FactCheck.org: Hot Air on Wind Energy
Posted by SteveB on April 18, 2009
Interior Secretary Salazar said that the amount of “developable” wind power off the East Coast could produce more energy than all the coal-fired electric plants in the U.S., and that wind’s potential to replace most of our coal power “is a very real possibility.” We find his claims to be wildly optimistic, to say the least.
It’s true that government studies show there’s enough offshore wind to generate far more than coal plans currently do – in theory. But converting that wind to enough electricity to replace what’s now produced by coal won’t happen anytime in the foreseeable future. The Interior Department itself made clear its offshore wind estimate was a gross figure of potential resources only, saying in a report that there are several obstacles to achieving that.
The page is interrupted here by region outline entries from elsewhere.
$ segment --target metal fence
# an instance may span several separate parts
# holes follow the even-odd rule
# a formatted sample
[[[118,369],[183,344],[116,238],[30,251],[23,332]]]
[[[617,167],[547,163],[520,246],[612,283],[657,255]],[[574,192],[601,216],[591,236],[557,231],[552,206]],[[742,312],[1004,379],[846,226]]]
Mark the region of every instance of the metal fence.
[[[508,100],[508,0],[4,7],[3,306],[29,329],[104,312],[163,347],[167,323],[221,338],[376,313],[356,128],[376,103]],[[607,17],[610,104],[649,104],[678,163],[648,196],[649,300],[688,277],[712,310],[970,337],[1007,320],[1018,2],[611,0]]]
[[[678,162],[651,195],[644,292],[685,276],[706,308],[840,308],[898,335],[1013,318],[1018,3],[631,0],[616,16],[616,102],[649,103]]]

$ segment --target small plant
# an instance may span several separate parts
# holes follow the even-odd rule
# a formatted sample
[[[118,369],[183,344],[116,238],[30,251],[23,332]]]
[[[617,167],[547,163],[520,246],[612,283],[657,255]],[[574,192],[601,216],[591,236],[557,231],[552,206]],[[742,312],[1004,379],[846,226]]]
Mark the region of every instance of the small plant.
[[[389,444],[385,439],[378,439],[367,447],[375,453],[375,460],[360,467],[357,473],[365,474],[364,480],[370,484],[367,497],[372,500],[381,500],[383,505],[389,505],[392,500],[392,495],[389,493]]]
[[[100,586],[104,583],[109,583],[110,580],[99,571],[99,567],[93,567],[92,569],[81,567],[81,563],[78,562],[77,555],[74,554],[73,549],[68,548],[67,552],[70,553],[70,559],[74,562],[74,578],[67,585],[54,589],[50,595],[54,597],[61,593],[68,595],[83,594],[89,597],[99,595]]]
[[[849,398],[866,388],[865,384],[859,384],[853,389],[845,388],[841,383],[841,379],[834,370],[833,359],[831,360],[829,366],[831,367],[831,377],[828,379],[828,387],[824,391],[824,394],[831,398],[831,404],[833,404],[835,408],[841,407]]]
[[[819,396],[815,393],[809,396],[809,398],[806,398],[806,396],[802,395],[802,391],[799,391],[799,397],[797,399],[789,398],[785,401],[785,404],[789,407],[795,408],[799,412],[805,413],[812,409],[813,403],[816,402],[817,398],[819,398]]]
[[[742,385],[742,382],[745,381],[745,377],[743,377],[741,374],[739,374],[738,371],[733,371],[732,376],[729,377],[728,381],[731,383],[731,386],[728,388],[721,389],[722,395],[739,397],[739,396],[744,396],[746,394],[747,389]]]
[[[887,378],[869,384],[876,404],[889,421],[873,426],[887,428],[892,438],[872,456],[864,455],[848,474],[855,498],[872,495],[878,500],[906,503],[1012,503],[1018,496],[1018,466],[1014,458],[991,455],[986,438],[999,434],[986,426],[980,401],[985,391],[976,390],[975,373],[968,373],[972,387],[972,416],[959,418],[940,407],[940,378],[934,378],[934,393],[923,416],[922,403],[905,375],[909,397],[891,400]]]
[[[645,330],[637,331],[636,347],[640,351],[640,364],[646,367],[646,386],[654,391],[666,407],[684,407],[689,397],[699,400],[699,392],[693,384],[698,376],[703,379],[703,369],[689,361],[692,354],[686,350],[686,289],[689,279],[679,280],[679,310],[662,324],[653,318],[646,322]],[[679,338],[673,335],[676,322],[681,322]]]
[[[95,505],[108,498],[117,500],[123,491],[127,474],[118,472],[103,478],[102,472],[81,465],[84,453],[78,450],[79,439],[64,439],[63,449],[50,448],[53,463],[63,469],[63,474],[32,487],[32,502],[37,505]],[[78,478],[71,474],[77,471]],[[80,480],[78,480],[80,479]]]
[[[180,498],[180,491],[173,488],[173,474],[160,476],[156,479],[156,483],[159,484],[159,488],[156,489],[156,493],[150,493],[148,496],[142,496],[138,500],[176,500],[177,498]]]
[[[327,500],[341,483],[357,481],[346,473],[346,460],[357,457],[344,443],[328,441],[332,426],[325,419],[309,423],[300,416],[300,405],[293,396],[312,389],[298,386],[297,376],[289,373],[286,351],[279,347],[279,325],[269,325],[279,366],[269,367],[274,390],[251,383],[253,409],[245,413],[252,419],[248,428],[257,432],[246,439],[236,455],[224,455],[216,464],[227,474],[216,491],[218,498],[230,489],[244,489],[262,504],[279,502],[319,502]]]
We calculate that converting wind to enough electricity to replace all U.S. coal-fired plants would require building 3,540 offshore wind farms as big as the world’s largest, which is off the coast of Denmark. So far the U.S. has built exactly zero offshore wind farms.
Another government study last year concluded that to supply just 20 percent of U.S. electricity with wind turbines would require land-based equipment taking up an area “slightly less than the area of Rhode Island,” plus scores of offshore wind farms.
A Salazar spokesman says the secretary did not mean to say that replacing coal power with offshore wind power was a realistic goal, but was only trying to draw attention to its potential.